Lize menghela nafasnya. sebenarnya ia meladeni Adik Iparnya ini, tapi ya mau bagaimana lagi, jika dibiarkan dia akan terus mengoceh.

"Itu karna tenaga ku belum pulih, kau tau kan aku baru sadar dari tidur panjang"

"Lebih tepatnya koma" Sanggah Karin.

"Ya ya ya koma.."

"Jadi kau tidak marah"?

" Jika aku marah karena cemburu, itu hanya akan membuang energi ku yang baru terkumpul ini, kepala ku akan pusing dan aku akan sulit tidur, kau tau tidur berselimutkan emosi itu tidak sehat"

"Ha? Sejak kapan kakak pandai begini"

"Mungkin sejak aku koma"

Karin tertawa dengan apa yang baru saja ia dengar

"Kenapa kau tertawa"?

" Tidak... Tidak hanya saja ini terlalu lucu"

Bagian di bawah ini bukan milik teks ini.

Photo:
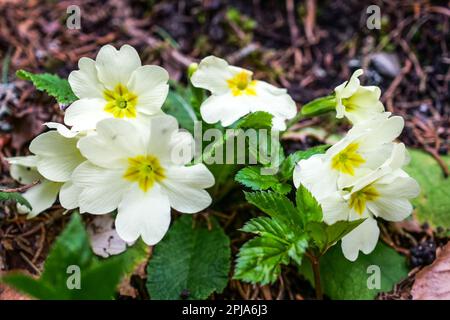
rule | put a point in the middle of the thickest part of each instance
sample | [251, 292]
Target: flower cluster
[121, 151]
[361, 176]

Lize jengah mengahadapi Karin. Ia meletakkan sendoknya dan menyudahi makanannya. Selera makannya tiba-tiba hilang begitu saja.
Ia bangkit berdiri dan berjalan meninggalkan karin yang masih tertawa.

'Dasar aneh'
.
.
.
.
.
Lize berjalan kedapur , iea mencari Bibi Cha, namun ia tidak menemukannya.
Ia berjalan ke depan berharap bertemu dengannya ia ingin meredakan emosinya yg mulai terpancing oleh Karin tadi, setidaknya Bibi Cha adalah pendengar terbaiknya disini.
Namun matanya tak sengaja melihat sosok yang tadi Karin bicarakan.

Pandangannya tiba-tiba terasa panas, melihat wanita itu yang tengah mencium Haizen.

'Lihat, bahkan dia menerima ciuman itu tanpa rasa bersalah pada istrinya ini'
Lize mengepalkan tangannya. Lize berjalan mendekati mereka.

"Maaf jika aku mengganggu, tapi bisakah kalian tidak berbuat zinah disini"
Lize menikah kata Zinah cukup dalam.

"Lize" Haizen yang mendengar itu tersentak kaget.

"Ohh Hai Lize, sejak kapan kau disana"
Gee dengan wajah polosnya menyapa Lize.

Lize menatap tajam Gee. 'Dia bahkan terlihat pura-pura bodoh'

Lize berbalik dan pergi meninggalkan Haizen dan Gee. Apa ini yang dinamakan kesialan, harusnya tadi dia langsung ke kamarnya saja.

Langkahnya cepat dan terlihat buru-buru. 'Disini mengapa sangat perih , perasaan apa ini'

Zea memasuki ke kamar Lize perasaannya tak karuan.
'Apa perasaan Lize masih tertinggal, mengapa rasanya begitu sakit'

Ia melirik Vas Bunga  yang ada diatas meja, tangannya bergerak dan meraih Vas itu dan melemparkannya begitu saja ke cermin yang ada dikamarnya.

Matanya memerah. Raut aramah terpampang nyata diwajahnya.
Namun, perlahan-lahan kesadarannya kembali.

"Lize bisakah aku mengambil alih tubuhmu seutuhnya, perasaan ini membuat ku kesal"

Ia melihat kelopak bunga mawar yang berserakan di lantai.
Lize membungkuk dan memungutinya, namun tanpa sengaja tangannya tergores pecahan kaca.

"Bahkan aku sendiri melukai tangan ku, hahaha"
Zea tak menyangka ia akan bertindak demikian, amarah dan kekecewaan dari pemilik tubuh itu tampaknya masih tertinggal.